City Journal tries to explain New York City's amazing drop in crime in the 1990s, and while I don't disagree with anything in it, it's far from the whole story. A crucial piece of the history started much earlier, and is rarely mentioned because it's in no one's political interest to do so. When New York voters rejected a $500 million bond issue to build prisons in the early 1980s, the new governor, Mario Cuomo, nevertheless decided to massively increase prison capacity using back-door borrowing through the UDC (ancestor of the ESDC). That could be seen as fiscally irresponsible, but new prisons were urgently needed given the existing overcrowding and exploding crime rates (there were six times more homicides in the city in 1990 than in 1960). Tough-sentencing laws were unenforceable without prisons to put violent or drug-dealing felons in, but since it's a liberal Democrat who built them, neither his side nor their conservative opponents has been anxious to advertise the fact.

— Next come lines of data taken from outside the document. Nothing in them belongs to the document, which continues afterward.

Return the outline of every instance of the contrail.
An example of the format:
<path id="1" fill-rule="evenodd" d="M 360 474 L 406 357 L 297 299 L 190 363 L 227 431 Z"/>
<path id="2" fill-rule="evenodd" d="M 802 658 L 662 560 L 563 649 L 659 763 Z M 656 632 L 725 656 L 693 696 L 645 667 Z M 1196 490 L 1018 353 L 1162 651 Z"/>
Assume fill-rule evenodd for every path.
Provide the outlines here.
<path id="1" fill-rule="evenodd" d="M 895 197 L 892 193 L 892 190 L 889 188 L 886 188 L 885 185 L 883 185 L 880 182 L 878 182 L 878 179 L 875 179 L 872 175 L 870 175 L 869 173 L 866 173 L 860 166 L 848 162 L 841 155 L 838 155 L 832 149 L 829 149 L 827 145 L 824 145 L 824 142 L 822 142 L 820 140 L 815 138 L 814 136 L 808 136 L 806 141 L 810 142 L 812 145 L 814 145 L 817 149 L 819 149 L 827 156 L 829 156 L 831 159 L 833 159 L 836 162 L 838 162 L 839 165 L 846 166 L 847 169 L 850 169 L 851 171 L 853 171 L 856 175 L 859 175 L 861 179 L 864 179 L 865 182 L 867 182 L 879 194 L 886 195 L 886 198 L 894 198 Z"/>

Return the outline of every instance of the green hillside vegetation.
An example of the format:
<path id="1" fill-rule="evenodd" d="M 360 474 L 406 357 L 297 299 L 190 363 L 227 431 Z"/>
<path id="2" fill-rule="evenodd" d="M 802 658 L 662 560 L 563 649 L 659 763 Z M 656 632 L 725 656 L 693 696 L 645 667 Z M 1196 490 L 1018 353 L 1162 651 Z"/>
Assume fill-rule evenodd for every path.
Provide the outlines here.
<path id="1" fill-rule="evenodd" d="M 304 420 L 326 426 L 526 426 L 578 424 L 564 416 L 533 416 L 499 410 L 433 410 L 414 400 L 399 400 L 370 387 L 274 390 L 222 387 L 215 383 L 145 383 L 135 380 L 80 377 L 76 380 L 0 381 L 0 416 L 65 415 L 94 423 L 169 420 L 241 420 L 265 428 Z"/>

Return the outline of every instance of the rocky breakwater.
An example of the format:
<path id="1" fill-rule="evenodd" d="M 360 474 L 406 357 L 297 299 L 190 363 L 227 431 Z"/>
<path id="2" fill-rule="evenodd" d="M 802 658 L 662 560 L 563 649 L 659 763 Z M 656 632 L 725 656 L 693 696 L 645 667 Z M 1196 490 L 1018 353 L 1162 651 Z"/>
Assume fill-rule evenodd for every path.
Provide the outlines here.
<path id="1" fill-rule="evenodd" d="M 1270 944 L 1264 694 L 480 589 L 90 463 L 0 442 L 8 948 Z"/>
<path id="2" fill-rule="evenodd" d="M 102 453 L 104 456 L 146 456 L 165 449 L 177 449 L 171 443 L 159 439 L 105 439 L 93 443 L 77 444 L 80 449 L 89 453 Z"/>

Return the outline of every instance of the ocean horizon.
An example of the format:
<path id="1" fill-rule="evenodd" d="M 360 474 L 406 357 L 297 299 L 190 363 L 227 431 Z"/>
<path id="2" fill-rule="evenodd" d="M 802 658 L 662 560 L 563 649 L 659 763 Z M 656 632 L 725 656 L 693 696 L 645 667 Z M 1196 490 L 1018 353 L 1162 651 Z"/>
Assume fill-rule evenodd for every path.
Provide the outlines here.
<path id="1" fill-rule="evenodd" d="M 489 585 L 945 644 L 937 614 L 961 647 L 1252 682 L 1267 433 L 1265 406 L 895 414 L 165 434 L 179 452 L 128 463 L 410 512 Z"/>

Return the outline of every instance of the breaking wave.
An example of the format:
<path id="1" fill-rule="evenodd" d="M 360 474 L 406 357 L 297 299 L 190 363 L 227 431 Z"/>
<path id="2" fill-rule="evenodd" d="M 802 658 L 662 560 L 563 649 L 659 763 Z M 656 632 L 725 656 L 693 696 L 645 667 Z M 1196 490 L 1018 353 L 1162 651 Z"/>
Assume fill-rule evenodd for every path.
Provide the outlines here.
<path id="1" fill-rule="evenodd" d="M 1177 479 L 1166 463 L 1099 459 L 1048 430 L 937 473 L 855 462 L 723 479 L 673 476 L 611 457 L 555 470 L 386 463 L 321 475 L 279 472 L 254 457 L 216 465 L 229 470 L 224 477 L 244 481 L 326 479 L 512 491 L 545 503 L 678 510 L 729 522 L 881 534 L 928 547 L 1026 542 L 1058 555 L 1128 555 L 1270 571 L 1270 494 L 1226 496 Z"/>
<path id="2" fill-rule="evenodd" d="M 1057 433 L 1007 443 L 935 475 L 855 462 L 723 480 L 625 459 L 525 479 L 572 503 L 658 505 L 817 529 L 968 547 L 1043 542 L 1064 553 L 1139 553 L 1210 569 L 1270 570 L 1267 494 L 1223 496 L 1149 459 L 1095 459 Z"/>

The city's crime rate actually stopped climbing during the administration of Mayor David Dinkins, another liberal Democrat, who whatever his other failings hired more police. Conservatives (along with some Democrats including Bill Clinton) can take credit for welfare reform, which probably helped, along with some other more responsible cultural trends. So did tough-on-crime laws enacted in Albany under Republicans George Pataki and Joe Bruno, and parallel federal policies, and the improvement in police tactics and general competence under GOP Mayor Rudy Giuliani. Conservatives also get credit just for being willing to address the problem with some conviction, in an era when powerful liberal voices like The New York Times editorial page accepted rising crime rates as inevitable and irreversible, and often criticized anti-crime initiatives on grounds of civil liberties or racial politics.

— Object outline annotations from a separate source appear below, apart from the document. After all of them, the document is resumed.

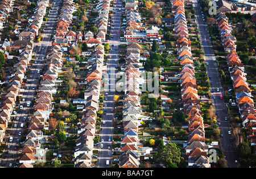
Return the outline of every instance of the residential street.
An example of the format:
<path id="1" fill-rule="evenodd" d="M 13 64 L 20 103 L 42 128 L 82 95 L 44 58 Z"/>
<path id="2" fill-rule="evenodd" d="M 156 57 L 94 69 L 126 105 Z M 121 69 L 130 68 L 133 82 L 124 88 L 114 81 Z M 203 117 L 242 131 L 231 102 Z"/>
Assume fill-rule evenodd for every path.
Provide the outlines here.
<path id="1" fill-rule="evenodd" d="M 104 141 L 100 142 L 103 144 L 103 148 L 99 149 L 99 157 L 98 157 L 98 167 L 108 167 L 106 165 L 106 160 L 109 160 L 111 164 L 112 156 L 112 134 L 113 130 L 113 119 L 114 114 L 114 102 L 113 101 L 114 95 L 115 91 L 116 82 L 116 65 L 118 64 L 119 57 L 119 45 L 120 34 L 117 34 L 117 32 L 121 31 L 121 11 L 119 10 L 119 7 L 122 6 L 122 1 L 117 0 L 116 7 L 113 7 L 113 15 L 112 16 L 112 21 L 110 30 L 110 40 L 109 43 L 110 48 L 108 54 L 108 60 L 107 63 L 107 72 L 105 74 L 105 100 L 103 103 L 103 110 L 106 110 L 106 114 L 104 115 L 102 121 L 105 121 L 105 124 L 101 125 L 100 140 L 103 139 Z M 113 23 L 114 22 L 114 23 Z M 108 94 L 108 95 L 106 94 Z M 108 98 L 108 100 L 106 99 Z M 106 105 L 106 106 L 105 106 Z M 111 137 L 111 141 L 109 141 L 109 137 Z M 110 149 L 108 149 L 108 145 L 110 145 Z"/>
<path id="2" fill-rule="evenodd" d="M 212 93 L 212 97 L 213 96 L 216 97 L 215 99 L 212 98 L 212 102 L 213 106 L 216 109 L 216 113 L 218 113 L 217 118 L 220 118 L 221 123 L 221 125 L 219 126 L 220 134 L 223 134 L 223 138 L 220 138 L 220 146 L 228 161 L 228 166 L 231 168 L 238 167 L 238 164 L 234 163 L 235 160 L 237 160 L 235 153 L 236 147 L 230 141 L 230 139 L 232 138 L 232 135 L 228 134 L 228 131 L 232 132 L 231 125 L 228 119 L 227 120 L 225 120 L 225 117 L 228 116 L 226 104 L 224 99 L 220 99 L 220 95 L 224 96 L 224 91 L 219 76 L 216 59 L 211 44 L 210 36 L 208 31 L 205 30 L 205 26 L 207 24 L 203 22 L 202 16 L 200 15 L 201 11 L 199 3 L 198 1 L 197 2 L 196 1 L 194 2 L 194 8 L 196 10 L 196 14 L 197 15 L 197 24 L 199 27 L 200 42 L 202 44 L 203 51 L 205 53 L 205 62 L 208 63 L 208 65 L 207 65 L 207 72 L 208 77 L 210 76 L 210 86 L 212 90 L 214 91 L 214 92 Z M 218 91 L 217 91 L 218 89 L 219 89 Z M 224 111 L 224 109 L 225 110 L 226 112 Z"/>
<path id="3" fill-rule="evenodd" d="M 15 162 L 15 159 L 18 151 L 16 149 L 17 146 L 18 146 L 19 143 L 17 142 L 17 139 L 20 140 L 20 138 L 23 135 L 22 132 L 24 130 L 24 127 L 20 127 L 20 124 L 22 123 L 25 124 L 28 119 L 29 115 L 29 111 L 31 109 L 32 106 L 27 106 L 27 103 L 28 101 L 31 102 L 33 100 L 34 95 L 36 94 L 37 86 L 38 85 L 40 78 L 40 73 L 38 73 L 38 70 L 40 70 L 40 72 L 42 72 L 43 69 L 44 62 L 45 58 L 43 59 L 44 56 L 44 52 L 47 49 L 50 48 L 52 45 L 51 43 L 49 43 L 50 40 L 51 35 L 52 34 L 54 28 L 52 28 L 56 24 L 56 19 L 58 16 L 58 13 L 57 9 L 59 7 L 59 3 L 56 0 L 53 1 L 53 2 L 56 3 L 53 5 L 51 10 L 48 15 L 48 20 L 46 22 L 45 28 L 44 31 L 43 38 L 42 39 L 42 42 L 38 43 L 38 45 L 35 47 L 35 59 L 31 66 L 31 72 L 28 77 L 28 81 L 31 81 L 31 82 L 27 84 L 25 86 L 24 92 L 22 96 L 21 99 L 21 105 L 23 105 L 22 109 L 20 110 L 20 113 L 17 114 L 15 116 L 15 119 L 18 118 L 18 120 L 15 120 L 14 121 L 13 127 L 11 129 L 10 134 L 11 136 L 13 137 L 13 141 L 10 142 L 8 139 L 7 145 L 10 145 L 9 148 L 6 148 L 5 151 L 9 151 L 9 153 L 6 155 L 6 159 L 3 159 L 1 161 L 1 163 L 4 163 L 6 167 L 13 167 L 13 164 Z M 35 45 L 36 45 L 36 44 Z M 24 101 L 23 101 L 24 100 Z M 25 120 L 23 120 L 26 119 Z M 16 127 L 14 126 L 16 125 Z M 20 133 L 19 133 L 20 132 Z M 14 135 L 11 135 L 14 132 Z M 10 136 L 7 136 L 9 138 Z M 14 156 L 13 156 L 14 155 Z M 10 164 L 13 164 L 13 165 L 10 166 Z"/>

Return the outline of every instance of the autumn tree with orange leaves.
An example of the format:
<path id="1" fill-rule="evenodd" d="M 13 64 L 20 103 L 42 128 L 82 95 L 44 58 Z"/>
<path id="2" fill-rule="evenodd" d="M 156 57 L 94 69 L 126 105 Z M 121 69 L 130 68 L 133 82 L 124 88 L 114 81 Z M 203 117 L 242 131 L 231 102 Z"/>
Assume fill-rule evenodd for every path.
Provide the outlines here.
<path id="1" fill-rule="evenodd" d="M 79 91 L 76 90 L 76 87 L 72 87 L 69 89 L 67 94 L 68 97 L 74 98 L 79 94 Z"/>
<path id="2" fill-rule="evenodd" d="M 49 120 L 49 125 L 50 126 L 50 128 L 53 130 L 56 130 L 58 122 L 59 121 L 57 120 L 55 118 L 51 117 Z"/>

While the plummeting NYC crime rate also helped the state's figures, some NYC criminals were pushed out to the troubled cities of upstate. Getting back to Cuomo, I saw him at a Daily Gazette editorial board react to a question from our police reporter who had mentioned that drug dealers were referring to Schenectady as "Baby New York." Cuomo, in his gravelly Queens accent, kept scornfully repeating the phrase, "Baby New York." But it got his attention. On Nov. 17, 1993, state police conducted raids collectively known as "Operation Crackdown" in Schenectady, and according to the Web site of DA Bob Carney, "Of the 105 people prosecuted as a result of Crackdown, 104 were convicted and served an average of 3.4 years to 8.7 years in state prison. One of the results of the sweep was a homicide-free year for the city of Schenectady in 1994."

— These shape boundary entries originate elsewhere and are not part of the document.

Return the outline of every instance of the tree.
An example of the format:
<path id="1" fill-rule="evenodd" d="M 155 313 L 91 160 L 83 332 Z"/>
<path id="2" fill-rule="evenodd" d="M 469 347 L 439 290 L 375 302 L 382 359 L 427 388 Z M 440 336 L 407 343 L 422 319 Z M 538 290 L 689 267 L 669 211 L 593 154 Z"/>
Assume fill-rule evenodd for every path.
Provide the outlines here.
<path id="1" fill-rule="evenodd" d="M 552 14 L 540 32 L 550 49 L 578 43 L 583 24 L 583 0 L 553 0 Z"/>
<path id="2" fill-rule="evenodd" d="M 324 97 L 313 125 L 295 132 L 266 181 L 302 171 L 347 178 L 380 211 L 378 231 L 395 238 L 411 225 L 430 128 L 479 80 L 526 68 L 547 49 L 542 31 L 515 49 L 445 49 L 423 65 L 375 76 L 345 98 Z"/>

Cuomo's back-door borrowing to build those prisons can be justified even in fiscal terms, because NYC's economic revival wouldn't have happened without the fall in crime, and the twin successes fed on each other in a virtuous circle. While Cuomo was often criticized for making starry-eyed speeches but failing to deliver on their liberal promise, his conservative approach to crime control was effective. Meanwhile, the continued crime problem in upstate cities contributes to keeping them economically distressed, while downstate-dominated state government's recent actions on crime were closing four prison camps and weakening the Rockefeller drug laws.